Hewlett-Packard Tuesday said an extensive investigation has found that before HP acquired Autonomy the software company engaged in what HP called "improper transactions with certain value-added resellers to create the appearance of software licensing revenue at the end of each quarter." The HP statement came in response to a Financial Times article on the continuing controversy.
“While HP eventually learned that a portion of Autonomy's revenues were related to hardware sales, we knew nothing of the accounting improprieties, misrepresentations and disclosure failures related to such sales until after a senior Autonomy executive came forward and HP conducted an extensive investigation," said HP in a statement provided to CRN. "Our investigation has shown that Autonomy often resold generic hardware at a loss in the last few days of the quarter with the sole purpose of masking its real financial performance. In addition, Autonomy engaged in improper transactions with certain value-added resellers to create the appearance of software licensing revenue at the end of each quarter.

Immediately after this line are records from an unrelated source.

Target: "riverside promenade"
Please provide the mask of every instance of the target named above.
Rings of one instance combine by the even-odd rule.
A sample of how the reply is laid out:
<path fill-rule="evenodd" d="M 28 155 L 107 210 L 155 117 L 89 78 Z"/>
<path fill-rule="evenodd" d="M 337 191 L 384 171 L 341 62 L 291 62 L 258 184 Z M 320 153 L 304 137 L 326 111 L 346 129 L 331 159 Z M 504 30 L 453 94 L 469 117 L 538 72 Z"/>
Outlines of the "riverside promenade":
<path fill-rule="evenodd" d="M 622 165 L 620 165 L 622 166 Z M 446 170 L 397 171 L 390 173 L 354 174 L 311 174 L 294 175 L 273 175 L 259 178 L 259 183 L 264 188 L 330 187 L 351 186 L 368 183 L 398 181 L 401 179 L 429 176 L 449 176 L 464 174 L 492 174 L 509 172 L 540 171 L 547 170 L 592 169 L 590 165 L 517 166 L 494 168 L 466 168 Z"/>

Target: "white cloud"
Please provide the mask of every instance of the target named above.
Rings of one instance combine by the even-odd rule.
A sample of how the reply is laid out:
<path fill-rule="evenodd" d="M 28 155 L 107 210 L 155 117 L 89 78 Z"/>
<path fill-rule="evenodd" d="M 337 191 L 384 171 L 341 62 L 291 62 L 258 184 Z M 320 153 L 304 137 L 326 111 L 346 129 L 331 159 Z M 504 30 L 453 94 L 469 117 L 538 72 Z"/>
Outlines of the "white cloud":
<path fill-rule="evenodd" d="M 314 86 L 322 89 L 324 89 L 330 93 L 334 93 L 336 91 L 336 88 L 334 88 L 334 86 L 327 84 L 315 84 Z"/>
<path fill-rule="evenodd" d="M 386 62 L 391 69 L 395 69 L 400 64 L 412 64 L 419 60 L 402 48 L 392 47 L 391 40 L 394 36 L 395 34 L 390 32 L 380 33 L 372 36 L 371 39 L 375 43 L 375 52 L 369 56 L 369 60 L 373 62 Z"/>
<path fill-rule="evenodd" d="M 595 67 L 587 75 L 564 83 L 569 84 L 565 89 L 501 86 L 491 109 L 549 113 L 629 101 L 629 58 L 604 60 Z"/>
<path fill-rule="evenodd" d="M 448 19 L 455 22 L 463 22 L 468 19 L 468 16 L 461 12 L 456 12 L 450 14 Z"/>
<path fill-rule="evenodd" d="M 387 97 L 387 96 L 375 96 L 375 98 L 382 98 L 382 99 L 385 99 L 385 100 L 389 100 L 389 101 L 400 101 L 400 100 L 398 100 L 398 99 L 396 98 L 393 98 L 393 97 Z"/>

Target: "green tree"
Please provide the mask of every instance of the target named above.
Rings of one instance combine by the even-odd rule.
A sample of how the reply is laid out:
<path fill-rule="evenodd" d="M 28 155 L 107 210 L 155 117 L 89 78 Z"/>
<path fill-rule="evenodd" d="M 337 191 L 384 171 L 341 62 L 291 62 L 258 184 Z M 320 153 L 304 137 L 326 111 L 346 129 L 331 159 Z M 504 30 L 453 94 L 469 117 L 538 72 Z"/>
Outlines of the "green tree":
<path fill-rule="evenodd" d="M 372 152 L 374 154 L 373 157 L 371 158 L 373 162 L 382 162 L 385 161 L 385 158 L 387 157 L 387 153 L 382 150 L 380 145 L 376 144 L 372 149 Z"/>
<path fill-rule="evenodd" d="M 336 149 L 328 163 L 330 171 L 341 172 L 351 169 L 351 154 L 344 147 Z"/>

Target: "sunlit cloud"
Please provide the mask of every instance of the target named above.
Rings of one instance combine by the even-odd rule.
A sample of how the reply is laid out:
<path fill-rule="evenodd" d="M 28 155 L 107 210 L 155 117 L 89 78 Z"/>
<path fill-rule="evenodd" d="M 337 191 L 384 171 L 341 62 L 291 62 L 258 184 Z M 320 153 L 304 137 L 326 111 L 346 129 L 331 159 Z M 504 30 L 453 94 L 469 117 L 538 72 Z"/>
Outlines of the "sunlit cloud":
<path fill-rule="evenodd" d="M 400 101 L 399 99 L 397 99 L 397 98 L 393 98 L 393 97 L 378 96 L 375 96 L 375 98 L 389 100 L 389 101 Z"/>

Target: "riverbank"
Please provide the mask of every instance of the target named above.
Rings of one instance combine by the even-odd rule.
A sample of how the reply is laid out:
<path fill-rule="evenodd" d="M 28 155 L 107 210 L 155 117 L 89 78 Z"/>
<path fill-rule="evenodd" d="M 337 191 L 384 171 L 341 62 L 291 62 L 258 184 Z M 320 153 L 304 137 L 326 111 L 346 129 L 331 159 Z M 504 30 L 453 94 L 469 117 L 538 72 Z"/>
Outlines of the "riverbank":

In some instances, these transactions were used to accelerate revenue, and on numerous occasions, these were fabricated transactions with no real end-user.”
HP did not name the VARs that allegedly were involved in the accounting improprieties.
The latest back and forth on Autonomy, which was acquired by HP in October 2011 for $10.2 billion and was then the subject of an $8.8 billion write-down, comes just two weeks after HP reduced results at its Autonomy division for 2010. Citing accounting errors, HP, Palo Alto, Calif., reduced 2010 revenue at Autonomy by a whopping 54 percent. In addition, HP restated Autonomy's operating profit by 81 percent for the same period.
Mike Lynch, the Autonomy co-founder at the center of the accounting controversy, wrote on his AutonomyAccount.org blog that the Financial Times article shows that "HP and its senior management were well aware of Autonomy’s hardware sales and its legitimate practice of sometimes selling hardware as a loss leader."